In the last seven weeks – since the end of the first half – full price sales rose by 4% on the same time last year, but in the rest of the financial year the retailer expects to see full-price sales fall by 12% on last time, while pre-tax profits are expected to come in at £300m over the full-year.
Wolfson said: “The first half has been much better than we could have possibly hoped in March. The company has made a small profit – but the most important thing is that on pretty much all the upside and downside scenarios for the year it will be profitable and we will reduce our net debt.”

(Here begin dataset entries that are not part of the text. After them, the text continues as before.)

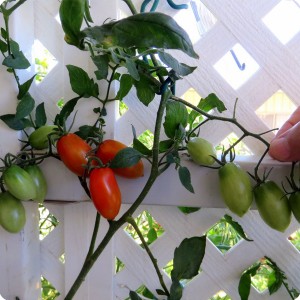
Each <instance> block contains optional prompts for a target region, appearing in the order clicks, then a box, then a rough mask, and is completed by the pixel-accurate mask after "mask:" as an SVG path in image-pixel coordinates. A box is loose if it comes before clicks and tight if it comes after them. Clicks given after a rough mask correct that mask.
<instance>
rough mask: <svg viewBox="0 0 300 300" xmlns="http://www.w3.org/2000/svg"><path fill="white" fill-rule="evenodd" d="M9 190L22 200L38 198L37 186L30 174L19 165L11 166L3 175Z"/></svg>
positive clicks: (17, 198)
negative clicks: (19, 165)
mask: <svg viewBox="0 0 300 300" xmlns="http://www.w3.org/2000/svg"><path fill="white" fill-rule="evenodd" d="M3 182H4V184H5V186H6V188H7V190H8V191H9V192H10V193H11V194H12V195H13V196H15V197H16V198H17V199H20V200H24V201H25V200H30V199H34V198H35V197H36V196H37V193H36V186H35V183H34V181H33V179H32V178H31V176H30V174H29V173H28V172H26V171H25V170H24V169H22V168H21V167H20V166H18V165H11V166H10V167H8V168H7V169H6V170H5V171H4V173H3Z"/></svg>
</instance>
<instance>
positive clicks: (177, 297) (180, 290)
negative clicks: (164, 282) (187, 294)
mask: <svg viewBox="0 0 300 300" xmlns="http://www.w3.org/2000/svg"><path fill="white" fill-rule="evenodd" d="M182 290H183V287H182V285H181V284H180V282H179V280H177V279H175V280H173V281H172V285H171V288H170V296H169V297H168V300H180V299H181V298H182Z"/></svg>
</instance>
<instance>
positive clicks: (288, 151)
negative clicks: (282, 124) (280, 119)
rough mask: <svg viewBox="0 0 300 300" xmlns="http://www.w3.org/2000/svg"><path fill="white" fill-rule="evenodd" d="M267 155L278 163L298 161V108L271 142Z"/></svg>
mask: <svg viewBox="0 0 300 300" xmlns="http://www.w3.org/2000/svg"><path fill="white" fill-rule="evenodd" d="M269 155H270V156H271V157H273V158H274V159H277V160H279V161H298V160H300V106H299V107H298V108H297V109H296V110H295V111H294V112H293V114H292V115H291V116H290V118H289V119H288V120H287V121H286V122H285V123H284V124H283V126H282V127H281V128H280V129H279V131H278V132H277V134H276V136H275V138H274V139H273V140H272V141H271V143H270V149H269Z"/></svg>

He said that despite the huge trauma and expense of Covid-19, there had also been some good things that emerged. “It has accelerated the pace at which we have started to develop some new opportunities for the group,” he said, adding: “We have been more open-minded and potential partners have been more open-minded about the results.”
New Next projects
Next is to operate a chain of Victoria’s Secret stores on behalf of L brands, while also selling its products and those of fellow L brands business Pink via its own sales channels. Next and L brands have agreed a joint venture that will sell via about 18 standalone Victoria’s Secret stores and a dedicated Victoria’s Secret website in the UK and Republic of Ireland. It will also sell those brands’ products through concessions in some Next shops and via the Label section of the Next website. The deal is expected to save about 500 jobs at Victoria’s Secret, which went into administration in the UK in June, putting 25 shops and 800 jobs at risk.
Next is now operating its first third-party website through its Total Platform pay-as-you-go business. The retailer has launched the Childsplay Clothing website, while the Victoria’s Secret website will also be a Total Platform website. The business model is a commission on sales made via the websites that it operates in full on behalf of clients, from providing website systems and online market through to warehousing, distribution, returns management, payment systems, data management and more.

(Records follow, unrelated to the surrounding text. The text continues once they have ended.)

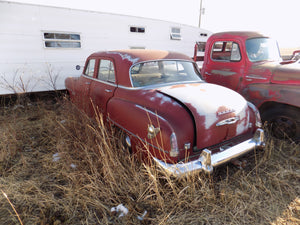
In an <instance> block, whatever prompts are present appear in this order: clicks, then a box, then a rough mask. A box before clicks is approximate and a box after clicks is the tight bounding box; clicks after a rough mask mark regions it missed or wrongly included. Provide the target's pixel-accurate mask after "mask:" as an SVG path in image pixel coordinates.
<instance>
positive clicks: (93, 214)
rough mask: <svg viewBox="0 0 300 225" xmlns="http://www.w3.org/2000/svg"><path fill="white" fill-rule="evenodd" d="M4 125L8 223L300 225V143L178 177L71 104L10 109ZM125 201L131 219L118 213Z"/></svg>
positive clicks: (0, 185) (263, 151)
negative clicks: (89, 119)
mask: <svg viewBox="0 0 300 225" xmlns="http://www.w3.org/2000/svg"><path fill="white" fill-rule="evenodd" d="M0 124H1V125H0V141H1V142H0V174H1V175H0V189H1V191H3V193H4V194H2V193H1V192H0V200H1V201H0V224H6V225H9V224H21V223H23V224H45V225H46V224H49V225H50V224H54V225H59V224H86V225H88V224H299V222H300V185H299V181H300V158H299V153H300V149H299V145H298V146H297V145H295V144H288V143H285V142H277V141H275V140H270V141H269V142H268V145H267V147H266V150H265V151H263V152H261V151H259V152H256V153H255V154H249V155H247V156H245V158H247V161H248V165H247V167H246V168H245V169H244V170H240V169H238V168H236V167H234V166H232V165H231V164H229V165H226V166H223V167H219V168H217V169H216V170H215V173H214V174H213V175H211V176H208V175H205V174H195V175H191V176H189V177H184V178H181V179H176V178H173V177H169V176H168V175H166V174H164V173H162V172H159V171H158V170H156V169H155V168H153V167H149V166H146V165H144V164H143V163H141V162H138V161H136V160H135V159H134V157H132V156H131V155H129V154H128V153H127V152H126V151H123V150H122V147H121V144H120V141H119V138H118V137H119V134H118V132H116V131H115V130H114V129H112V130H108V129H105V128H103V126H102V124H101V123H100V122H99V121H98V122H93V121H90V120H89V119H88V118H87V117H86V116H85V115H84V114H82V113H80V112H78V111H77V110H76V109H75V108H74V107H73V106H72V105H71V104H70V103H69V102H68V101H66V100H64V101H59V102H57V103H54V104H53V103H51V104H49V103H42V102H40V103H32V104H31V105H26V106H24V107H15V108H14V107H10V108H4V107H2V108H1V109H0ZM6 196H7V198H6ZM9 202H11V204H10V203H9ZM119 204H123V205H124V206H125V207H126V208H127V209H128V214H127V215H125V216H123V217H119V214H118V213H114V212H111V209H112V207H116V206H118V205H119ZM12 206H13V207H12ZM14 209H15V211H14ZM145 212H147V213H146V215H145V217H144V218H143V220H138V216H142V215H143V214H144V213H145ZM18 216H19V217H20V220H21V222H20V220H19V219H18Z"/></svg>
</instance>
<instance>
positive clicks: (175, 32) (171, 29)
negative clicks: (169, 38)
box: [170, 27, 181, 40]
mask: <svg viewBox="0 0 300 225" xmlns="http://www.w3.org/2000/svg"><path fill="white" fill-rule="evenodd" d="M170 38H171V40H181V32H180V28H179V27H172V28H171V34H170Z"/></svg>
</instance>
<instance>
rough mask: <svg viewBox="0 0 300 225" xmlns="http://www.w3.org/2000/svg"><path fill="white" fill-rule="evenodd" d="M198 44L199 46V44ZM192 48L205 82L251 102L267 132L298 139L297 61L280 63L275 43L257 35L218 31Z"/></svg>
mask: <svg viewBox="0 0 300 225" xmlns="http://www.w3.org/2000/svg"><path fill="white" fill-rule="evenodd" d="M201 44H202V45H201ZM201 44H199V43H197V44H196V45H195V54H194V60H195V61H199V60H203V66H202V68H201V74H202V76H203V78H204V79H205V80H206V81H207V82H209V83H215V84H219V85H222V86H225V87H228V88H230V89H232V90H235V91H237V92H238V93H240V94H242V95H243V96H244V97H245V98H246V99H247V100H248V101H250V102H252V103H254V105H256V106H257V108H258V109H259V111H260V113H261V117H262V119H263V120H264V121H268V125H269V126H270V131H271V133H272V134H273V135H274V136H275V137H278V138H284V137H286V136H288V137H290V138H292V139H293V140H294V141H299V139H300V61H299V60H297V59H295V57H294V58H293V59H292V60H289V61H282V59H281V56H280V53H279V48H278V45H277V42H276V41H275V40H273V39H271V38H270V37H268V36H265V35H262V34H260V33H257V32H221V33H215V34H213V35H212V36H210V37H209V39H208V40H207V42H206V44H205V53H204V57H199V56H197V54H198V53H199V49H200V48H202V49H203V43H201ZM296 53H298V51H296Z"/></svg>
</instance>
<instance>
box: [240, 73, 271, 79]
mask: <svg viewBox="0 0 300 225" xmlns="http://www.w3.org/2000/svg"><path fill="white" fill-rule="evenodd" d="M245 77H246V78H250V79H258V80H267V79H268V78H265V77H261V76H260V75H254V74H253V75H247V76H245Z"/></svg>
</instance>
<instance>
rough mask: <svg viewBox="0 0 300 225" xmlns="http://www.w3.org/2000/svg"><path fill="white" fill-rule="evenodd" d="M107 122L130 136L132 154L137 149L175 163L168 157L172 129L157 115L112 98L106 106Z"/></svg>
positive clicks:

Next says it has agreed to work with retail landlords in Watford, Milton Keynes,Gateshead metro Centre and Reading to trial new beauty and home concept stores. Another two are agreed on a conditional basis, for opening next January. The new stores are part of Next’s strategy of expanding its beauty business. Currently it sells more than 280 beauty brands, including 43 added in the first half of the year and sales grew by 19% in the first half of the year, despite lockdown. Over the last 13 weeks, Next says sales have grown at about 60% and that level of growth is expected to continue in the second half.

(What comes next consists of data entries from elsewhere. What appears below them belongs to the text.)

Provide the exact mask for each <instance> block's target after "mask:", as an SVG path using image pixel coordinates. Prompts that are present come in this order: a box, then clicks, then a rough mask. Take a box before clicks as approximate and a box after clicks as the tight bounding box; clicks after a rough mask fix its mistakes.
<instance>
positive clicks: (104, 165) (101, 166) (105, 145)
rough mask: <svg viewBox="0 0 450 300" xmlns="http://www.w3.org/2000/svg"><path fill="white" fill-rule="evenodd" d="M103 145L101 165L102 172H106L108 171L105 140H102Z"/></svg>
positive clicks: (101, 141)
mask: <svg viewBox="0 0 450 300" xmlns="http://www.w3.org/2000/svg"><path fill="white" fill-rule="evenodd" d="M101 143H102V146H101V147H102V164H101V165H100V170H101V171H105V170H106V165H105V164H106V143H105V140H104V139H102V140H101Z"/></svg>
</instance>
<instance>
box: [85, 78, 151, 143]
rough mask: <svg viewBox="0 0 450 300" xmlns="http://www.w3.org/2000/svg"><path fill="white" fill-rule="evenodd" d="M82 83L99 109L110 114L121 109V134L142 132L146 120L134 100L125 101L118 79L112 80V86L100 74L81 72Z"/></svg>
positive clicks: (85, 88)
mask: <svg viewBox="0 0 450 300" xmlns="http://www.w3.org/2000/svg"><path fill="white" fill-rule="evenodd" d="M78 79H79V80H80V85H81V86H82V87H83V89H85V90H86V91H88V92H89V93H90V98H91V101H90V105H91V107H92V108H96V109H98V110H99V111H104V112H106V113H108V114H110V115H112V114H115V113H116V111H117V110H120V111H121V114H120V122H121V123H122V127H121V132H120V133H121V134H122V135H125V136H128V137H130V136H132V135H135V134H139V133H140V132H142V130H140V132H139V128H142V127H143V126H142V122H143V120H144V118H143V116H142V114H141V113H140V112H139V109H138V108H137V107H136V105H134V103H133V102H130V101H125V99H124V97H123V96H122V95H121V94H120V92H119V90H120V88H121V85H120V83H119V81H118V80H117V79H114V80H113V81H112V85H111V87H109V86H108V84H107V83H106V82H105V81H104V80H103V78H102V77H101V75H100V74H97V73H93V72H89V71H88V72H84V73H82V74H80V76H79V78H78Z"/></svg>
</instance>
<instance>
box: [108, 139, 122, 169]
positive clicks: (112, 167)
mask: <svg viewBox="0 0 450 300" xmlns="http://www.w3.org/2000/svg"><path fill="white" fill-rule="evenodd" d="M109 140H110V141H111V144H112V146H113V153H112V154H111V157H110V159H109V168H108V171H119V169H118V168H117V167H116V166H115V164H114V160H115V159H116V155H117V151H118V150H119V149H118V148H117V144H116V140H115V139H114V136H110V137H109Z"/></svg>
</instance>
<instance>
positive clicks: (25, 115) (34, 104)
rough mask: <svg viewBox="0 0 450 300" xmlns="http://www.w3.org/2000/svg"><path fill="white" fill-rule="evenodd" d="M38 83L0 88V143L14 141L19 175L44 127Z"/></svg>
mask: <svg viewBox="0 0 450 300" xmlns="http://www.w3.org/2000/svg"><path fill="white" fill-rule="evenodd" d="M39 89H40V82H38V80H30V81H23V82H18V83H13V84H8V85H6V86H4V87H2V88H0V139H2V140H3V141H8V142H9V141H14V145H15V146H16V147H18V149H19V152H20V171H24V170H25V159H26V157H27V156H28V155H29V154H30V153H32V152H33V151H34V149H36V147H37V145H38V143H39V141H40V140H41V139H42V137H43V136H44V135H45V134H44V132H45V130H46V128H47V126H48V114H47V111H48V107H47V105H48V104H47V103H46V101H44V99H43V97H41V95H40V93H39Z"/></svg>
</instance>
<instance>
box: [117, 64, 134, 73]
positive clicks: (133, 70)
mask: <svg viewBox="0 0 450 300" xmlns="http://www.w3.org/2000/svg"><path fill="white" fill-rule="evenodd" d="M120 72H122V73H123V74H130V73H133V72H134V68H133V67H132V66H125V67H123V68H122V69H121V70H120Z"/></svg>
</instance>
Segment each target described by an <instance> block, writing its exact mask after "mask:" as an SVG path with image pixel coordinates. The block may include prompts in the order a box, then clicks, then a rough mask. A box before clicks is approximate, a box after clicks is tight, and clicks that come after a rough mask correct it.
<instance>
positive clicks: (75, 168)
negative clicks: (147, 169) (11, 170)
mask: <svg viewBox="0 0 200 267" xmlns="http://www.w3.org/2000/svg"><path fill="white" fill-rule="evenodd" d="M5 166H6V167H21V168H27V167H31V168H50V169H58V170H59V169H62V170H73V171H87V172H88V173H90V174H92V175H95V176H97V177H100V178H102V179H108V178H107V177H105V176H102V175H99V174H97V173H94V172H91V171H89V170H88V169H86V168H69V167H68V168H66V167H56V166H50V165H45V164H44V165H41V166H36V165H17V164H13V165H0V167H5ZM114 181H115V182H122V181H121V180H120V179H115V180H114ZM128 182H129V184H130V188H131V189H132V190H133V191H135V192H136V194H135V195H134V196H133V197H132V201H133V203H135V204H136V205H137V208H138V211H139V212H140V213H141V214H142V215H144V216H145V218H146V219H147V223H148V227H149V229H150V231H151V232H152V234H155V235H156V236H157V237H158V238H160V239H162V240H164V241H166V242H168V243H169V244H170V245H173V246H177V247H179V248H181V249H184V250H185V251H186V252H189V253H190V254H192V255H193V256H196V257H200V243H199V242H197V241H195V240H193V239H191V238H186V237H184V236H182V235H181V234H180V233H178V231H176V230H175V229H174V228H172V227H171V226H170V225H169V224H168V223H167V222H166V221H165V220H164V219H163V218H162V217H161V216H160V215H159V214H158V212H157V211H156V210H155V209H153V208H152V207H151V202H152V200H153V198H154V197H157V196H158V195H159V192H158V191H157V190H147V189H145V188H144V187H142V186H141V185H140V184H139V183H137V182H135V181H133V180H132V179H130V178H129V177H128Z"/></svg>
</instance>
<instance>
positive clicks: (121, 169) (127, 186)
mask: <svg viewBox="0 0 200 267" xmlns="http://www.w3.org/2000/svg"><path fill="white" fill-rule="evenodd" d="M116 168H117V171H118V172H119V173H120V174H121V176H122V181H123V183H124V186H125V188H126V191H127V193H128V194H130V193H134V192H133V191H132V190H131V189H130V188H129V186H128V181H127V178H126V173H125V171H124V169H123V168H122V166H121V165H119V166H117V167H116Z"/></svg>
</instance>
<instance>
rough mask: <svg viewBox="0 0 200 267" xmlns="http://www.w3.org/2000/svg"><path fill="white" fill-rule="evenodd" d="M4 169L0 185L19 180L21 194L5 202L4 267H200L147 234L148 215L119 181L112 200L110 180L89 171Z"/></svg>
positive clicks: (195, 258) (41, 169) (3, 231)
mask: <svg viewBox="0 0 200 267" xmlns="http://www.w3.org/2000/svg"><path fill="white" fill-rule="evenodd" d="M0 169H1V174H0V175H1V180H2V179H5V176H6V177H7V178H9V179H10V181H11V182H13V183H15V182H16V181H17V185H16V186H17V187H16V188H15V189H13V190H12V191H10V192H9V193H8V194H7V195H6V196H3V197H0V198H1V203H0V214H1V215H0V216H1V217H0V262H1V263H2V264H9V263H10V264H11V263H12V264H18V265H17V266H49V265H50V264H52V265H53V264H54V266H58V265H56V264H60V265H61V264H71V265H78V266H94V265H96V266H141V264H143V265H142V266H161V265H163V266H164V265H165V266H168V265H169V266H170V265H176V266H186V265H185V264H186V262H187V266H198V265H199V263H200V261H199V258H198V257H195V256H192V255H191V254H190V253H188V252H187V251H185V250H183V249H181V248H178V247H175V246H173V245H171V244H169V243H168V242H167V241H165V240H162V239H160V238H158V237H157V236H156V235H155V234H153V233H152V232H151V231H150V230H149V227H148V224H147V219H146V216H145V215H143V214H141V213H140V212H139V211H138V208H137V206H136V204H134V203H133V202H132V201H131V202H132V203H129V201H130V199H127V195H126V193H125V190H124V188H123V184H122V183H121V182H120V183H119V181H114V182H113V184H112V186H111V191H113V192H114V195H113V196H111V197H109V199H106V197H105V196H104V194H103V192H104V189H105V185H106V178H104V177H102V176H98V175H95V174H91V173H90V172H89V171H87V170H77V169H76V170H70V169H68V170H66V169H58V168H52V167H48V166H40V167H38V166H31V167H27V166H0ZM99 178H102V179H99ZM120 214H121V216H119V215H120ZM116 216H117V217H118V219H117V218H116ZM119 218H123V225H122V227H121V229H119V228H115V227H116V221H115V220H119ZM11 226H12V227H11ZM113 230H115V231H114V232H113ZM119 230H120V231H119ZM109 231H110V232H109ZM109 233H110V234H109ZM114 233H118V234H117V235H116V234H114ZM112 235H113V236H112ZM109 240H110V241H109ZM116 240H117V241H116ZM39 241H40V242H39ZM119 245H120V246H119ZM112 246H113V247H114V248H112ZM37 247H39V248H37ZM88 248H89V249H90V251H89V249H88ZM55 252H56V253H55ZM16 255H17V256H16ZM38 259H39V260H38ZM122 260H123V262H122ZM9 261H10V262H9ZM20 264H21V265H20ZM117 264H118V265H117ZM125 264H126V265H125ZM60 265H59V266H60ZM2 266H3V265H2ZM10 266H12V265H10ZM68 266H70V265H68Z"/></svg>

What Next has learned from Covid-19
Next says it has learned how to work more effectively from the experience of shutting down its operation and then reopening it department by department, store by store. Key lessons include more efficient ways of working in warehouse and call centre operations, and how Next can use technology to improve communications, efficiency and job satisfaction for those working from home. It has found, courtesy of Dixons Carphone chief executive Alex Baldock, that call centres can – after all – operate from home effectively, although it is still struggling to keep up with demand. In its warehouses it is now reviewing whether extending the cut-off for next-day delivery to midnight is worth the costs involved, which became more apparent during lockdown.
Wolfson says that buying teams have benefited from restrictions on overseas travel, thanks to more regular contact with suppliers and faster decision making. But the business has also felt the lack of spontaneous conversations between people in the office. Looking ahead, it now expects that the balance between home and office working will recalibrate.